Biden is expected to halt work on a task he has criticized while a waste of US$15 billion.
A month after the Democrat's election win, even so, labourers remain erecting fencing on a stretch of border between your US village of Columbus in New Mexico and the Mexican town of Puerto Palomas.
Using hard hats and scarves to protect from the harsh direct sun light and biting wind, they shifted earth and laid foundations intended for the barrier looming more than the deserts of Chihuahua.
Construction was progressing in a tempo of around 120 meters a day, among the workers told a team of AFP journalists who exactly visited the site.
At that quickness they could build around five . 5 more kilometers (3.5 miles) by Trump's last time in workplace on Jan 19.
"They haven't said that they are going to give up. If they've previously spent cash, how are they likely to keep it unfinished?" the employee explained, before his supervisor reminded him never to talk to reporters.
Up to now, 668 kilometers of the new wall has been completed along the a lot more than 3,000-kilometer border, according to an update from the US Customs and Border Safety agency on Nov 30.
Most of that's reinforcement of an previously existing wall, which used to stand about four meters tall however now towers nearly 10 meters high.
Construction has been centered on the most populated areas, where there are even more illegal crossings.
While Trump's vow to create a "big beautiful wall" over the border looks set to stay an unfulfilled assurance for now, it has recently still left a legacy of shattered dreams and broken bones.
Many people have already been badly injured trying to climb over the barrier, said Alejandro Calderon, a 55-year-previous Cuban who runs a shelter for fellow migrants.

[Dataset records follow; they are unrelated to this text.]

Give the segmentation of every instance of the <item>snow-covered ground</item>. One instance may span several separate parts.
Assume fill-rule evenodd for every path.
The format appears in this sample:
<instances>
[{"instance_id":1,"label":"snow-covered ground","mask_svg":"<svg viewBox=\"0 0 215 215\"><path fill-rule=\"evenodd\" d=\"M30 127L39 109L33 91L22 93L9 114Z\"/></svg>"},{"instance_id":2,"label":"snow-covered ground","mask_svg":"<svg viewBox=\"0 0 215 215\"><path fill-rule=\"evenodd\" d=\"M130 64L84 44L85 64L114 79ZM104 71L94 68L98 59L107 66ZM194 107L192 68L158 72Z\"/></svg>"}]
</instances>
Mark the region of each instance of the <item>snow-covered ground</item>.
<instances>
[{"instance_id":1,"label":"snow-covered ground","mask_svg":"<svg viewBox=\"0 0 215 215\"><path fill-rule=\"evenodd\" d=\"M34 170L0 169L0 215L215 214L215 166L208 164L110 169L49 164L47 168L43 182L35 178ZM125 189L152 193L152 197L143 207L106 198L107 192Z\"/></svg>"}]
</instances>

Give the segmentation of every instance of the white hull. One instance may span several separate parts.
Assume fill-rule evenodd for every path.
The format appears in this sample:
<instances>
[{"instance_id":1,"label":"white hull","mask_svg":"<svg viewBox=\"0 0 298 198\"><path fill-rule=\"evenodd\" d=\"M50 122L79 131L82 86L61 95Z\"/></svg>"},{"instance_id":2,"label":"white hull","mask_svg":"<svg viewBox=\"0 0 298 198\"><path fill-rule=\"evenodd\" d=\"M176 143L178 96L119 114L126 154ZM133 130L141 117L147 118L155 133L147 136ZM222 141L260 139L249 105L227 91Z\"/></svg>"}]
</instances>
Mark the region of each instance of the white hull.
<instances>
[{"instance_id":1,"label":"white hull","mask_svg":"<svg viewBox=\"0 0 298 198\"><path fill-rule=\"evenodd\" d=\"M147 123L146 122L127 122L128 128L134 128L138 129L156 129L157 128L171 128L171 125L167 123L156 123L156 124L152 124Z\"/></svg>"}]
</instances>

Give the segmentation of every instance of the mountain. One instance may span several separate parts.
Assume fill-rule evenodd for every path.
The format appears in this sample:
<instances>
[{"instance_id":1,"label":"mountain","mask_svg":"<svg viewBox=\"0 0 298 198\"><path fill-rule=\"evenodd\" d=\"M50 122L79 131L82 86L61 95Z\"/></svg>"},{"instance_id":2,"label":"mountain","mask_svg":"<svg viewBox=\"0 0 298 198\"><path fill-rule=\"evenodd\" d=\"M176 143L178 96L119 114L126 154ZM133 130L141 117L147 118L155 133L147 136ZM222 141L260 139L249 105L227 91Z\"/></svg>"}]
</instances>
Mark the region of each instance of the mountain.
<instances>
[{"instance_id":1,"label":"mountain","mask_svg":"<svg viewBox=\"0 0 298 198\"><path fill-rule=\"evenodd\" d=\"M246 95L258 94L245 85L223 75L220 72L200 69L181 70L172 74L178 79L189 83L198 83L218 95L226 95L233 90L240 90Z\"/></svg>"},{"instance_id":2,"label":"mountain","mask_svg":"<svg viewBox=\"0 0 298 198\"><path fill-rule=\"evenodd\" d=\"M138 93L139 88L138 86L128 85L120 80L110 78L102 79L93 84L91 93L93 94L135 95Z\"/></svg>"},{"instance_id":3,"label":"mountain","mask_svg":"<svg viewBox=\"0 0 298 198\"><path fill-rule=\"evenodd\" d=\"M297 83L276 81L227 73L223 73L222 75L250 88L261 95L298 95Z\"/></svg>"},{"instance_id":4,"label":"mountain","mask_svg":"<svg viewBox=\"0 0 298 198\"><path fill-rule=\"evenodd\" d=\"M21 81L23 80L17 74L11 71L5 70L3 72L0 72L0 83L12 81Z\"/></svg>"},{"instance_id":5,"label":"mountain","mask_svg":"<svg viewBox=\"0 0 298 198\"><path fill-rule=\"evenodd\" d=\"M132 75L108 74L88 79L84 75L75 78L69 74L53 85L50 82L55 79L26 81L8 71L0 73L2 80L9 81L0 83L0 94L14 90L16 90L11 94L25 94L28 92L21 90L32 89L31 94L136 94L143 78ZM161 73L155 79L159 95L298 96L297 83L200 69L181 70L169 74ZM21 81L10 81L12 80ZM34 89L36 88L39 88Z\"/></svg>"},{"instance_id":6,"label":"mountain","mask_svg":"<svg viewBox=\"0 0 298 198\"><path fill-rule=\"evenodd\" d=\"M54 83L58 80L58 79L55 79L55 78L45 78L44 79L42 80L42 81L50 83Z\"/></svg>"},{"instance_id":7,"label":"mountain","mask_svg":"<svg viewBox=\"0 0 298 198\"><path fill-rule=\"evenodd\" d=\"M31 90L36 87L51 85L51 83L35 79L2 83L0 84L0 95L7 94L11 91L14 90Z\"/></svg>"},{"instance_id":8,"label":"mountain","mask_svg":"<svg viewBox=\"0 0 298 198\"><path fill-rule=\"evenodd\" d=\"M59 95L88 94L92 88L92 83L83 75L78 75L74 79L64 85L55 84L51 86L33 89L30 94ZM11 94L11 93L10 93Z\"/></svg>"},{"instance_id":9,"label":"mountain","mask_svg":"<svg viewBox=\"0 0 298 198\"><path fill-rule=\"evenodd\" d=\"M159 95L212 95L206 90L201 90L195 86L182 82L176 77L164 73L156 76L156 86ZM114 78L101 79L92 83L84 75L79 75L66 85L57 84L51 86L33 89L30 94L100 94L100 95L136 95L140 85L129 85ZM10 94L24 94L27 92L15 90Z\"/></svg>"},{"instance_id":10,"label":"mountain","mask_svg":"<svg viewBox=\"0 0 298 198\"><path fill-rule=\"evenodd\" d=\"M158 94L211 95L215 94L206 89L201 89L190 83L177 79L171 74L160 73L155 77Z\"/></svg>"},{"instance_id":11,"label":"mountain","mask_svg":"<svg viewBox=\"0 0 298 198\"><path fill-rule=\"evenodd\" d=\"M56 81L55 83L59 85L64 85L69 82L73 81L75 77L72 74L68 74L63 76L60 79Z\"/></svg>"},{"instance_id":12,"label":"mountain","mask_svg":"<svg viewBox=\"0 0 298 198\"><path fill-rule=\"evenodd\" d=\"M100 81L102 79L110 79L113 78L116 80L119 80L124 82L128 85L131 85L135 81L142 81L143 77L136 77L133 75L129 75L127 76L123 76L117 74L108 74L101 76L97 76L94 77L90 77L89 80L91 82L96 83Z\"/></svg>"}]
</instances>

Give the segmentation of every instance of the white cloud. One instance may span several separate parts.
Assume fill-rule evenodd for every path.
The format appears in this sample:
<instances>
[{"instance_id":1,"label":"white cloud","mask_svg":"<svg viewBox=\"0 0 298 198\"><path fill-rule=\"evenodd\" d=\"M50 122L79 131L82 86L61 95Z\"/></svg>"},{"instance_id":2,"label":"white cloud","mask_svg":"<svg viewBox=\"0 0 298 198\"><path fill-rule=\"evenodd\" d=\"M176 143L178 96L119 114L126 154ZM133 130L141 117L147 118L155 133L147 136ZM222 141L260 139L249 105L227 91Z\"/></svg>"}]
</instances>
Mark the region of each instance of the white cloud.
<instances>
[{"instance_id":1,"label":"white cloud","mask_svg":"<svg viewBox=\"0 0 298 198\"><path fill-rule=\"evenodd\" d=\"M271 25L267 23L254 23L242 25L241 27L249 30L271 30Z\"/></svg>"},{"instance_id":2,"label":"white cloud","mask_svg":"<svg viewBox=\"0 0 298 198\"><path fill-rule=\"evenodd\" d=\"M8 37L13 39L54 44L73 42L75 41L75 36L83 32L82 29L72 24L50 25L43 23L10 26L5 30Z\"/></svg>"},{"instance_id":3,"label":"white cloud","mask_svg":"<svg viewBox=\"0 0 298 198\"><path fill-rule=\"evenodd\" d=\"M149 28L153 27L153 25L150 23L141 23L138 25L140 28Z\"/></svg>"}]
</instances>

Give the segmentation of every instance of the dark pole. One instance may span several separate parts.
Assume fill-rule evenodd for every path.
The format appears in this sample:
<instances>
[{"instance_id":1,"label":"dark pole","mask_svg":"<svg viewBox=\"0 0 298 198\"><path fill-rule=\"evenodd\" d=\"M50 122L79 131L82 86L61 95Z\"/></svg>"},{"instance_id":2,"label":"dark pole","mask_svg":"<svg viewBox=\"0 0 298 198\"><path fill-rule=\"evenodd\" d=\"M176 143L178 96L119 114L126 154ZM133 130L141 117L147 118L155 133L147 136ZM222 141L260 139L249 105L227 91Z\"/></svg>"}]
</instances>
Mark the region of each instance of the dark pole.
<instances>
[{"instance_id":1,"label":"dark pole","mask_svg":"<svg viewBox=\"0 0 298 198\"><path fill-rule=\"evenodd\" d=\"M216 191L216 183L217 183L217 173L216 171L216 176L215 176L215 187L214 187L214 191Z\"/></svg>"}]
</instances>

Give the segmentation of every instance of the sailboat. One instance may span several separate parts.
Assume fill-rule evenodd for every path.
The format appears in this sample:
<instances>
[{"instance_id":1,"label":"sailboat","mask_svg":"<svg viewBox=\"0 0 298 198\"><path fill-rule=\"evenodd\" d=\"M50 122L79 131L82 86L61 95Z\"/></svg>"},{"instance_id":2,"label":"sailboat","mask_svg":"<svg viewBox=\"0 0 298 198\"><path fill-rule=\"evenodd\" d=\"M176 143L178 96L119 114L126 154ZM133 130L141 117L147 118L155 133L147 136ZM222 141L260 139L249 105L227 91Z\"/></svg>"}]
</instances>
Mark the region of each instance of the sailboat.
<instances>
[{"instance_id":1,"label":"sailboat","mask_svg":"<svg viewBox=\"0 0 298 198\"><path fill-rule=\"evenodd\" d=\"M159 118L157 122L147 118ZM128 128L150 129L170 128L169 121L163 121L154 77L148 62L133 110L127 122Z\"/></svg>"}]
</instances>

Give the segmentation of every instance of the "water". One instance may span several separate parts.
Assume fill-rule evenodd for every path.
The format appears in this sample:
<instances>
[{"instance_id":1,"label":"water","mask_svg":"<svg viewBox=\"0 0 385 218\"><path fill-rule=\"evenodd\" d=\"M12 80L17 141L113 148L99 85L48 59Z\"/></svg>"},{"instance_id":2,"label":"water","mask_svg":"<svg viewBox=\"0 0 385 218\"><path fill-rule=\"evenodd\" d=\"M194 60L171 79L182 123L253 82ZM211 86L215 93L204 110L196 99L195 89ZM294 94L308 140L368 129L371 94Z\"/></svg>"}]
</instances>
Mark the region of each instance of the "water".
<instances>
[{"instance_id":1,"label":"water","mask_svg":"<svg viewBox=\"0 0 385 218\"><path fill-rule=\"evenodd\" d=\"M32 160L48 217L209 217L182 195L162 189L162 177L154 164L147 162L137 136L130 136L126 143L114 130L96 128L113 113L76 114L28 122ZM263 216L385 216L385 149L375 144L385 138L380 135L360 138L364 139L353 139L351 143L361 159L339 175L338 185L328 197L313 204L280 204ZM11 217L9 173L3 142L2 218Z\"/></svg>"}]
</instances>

"I've seen men below with head accidents, broken hands, two broken feet. People who have come within wheelchairs," he said.
"And not just two or three but many."
Time and again he offers seen desperation take carry of people fleeing poverty and violence who actually jump into the forbidden land.
But what surprises him the majority of is that the injured are often came back to Mexico without obtaining medical attention.
"They send them back that condition and we must give them medical even though we haven't any doctors," stated Calderon, an engineer by profession.
Domingo Barahona, a 45-year-old Guatemalan, has made two failed tries to enter america.
Now holding out in Puerto Palomas, he ideas to try for a third period.
Just days earlier, he saw several undocumented migrants with gashes exposing the bones in their legs following throwing themselves more than the wall.
"They didn't even get an aspirin while these were coming rear from america," he said.
Barahona left a 12-year-old son behind in the home but sees the United States as his only prospect in order to avoid the fate of his brother, a good policeman killed by "undesirable people."
"I'll die fighting rather than sitting around looking forward to them to kill me personally," he said.
For him and additional migrants hoping to attain america, Trump's defeat has taken hope of a reversal of his tough policies.
Biden "is apparently an extremely humane person," said Elienai Lopes, a 27-year-older Brazilian who has built four failed tries to cross.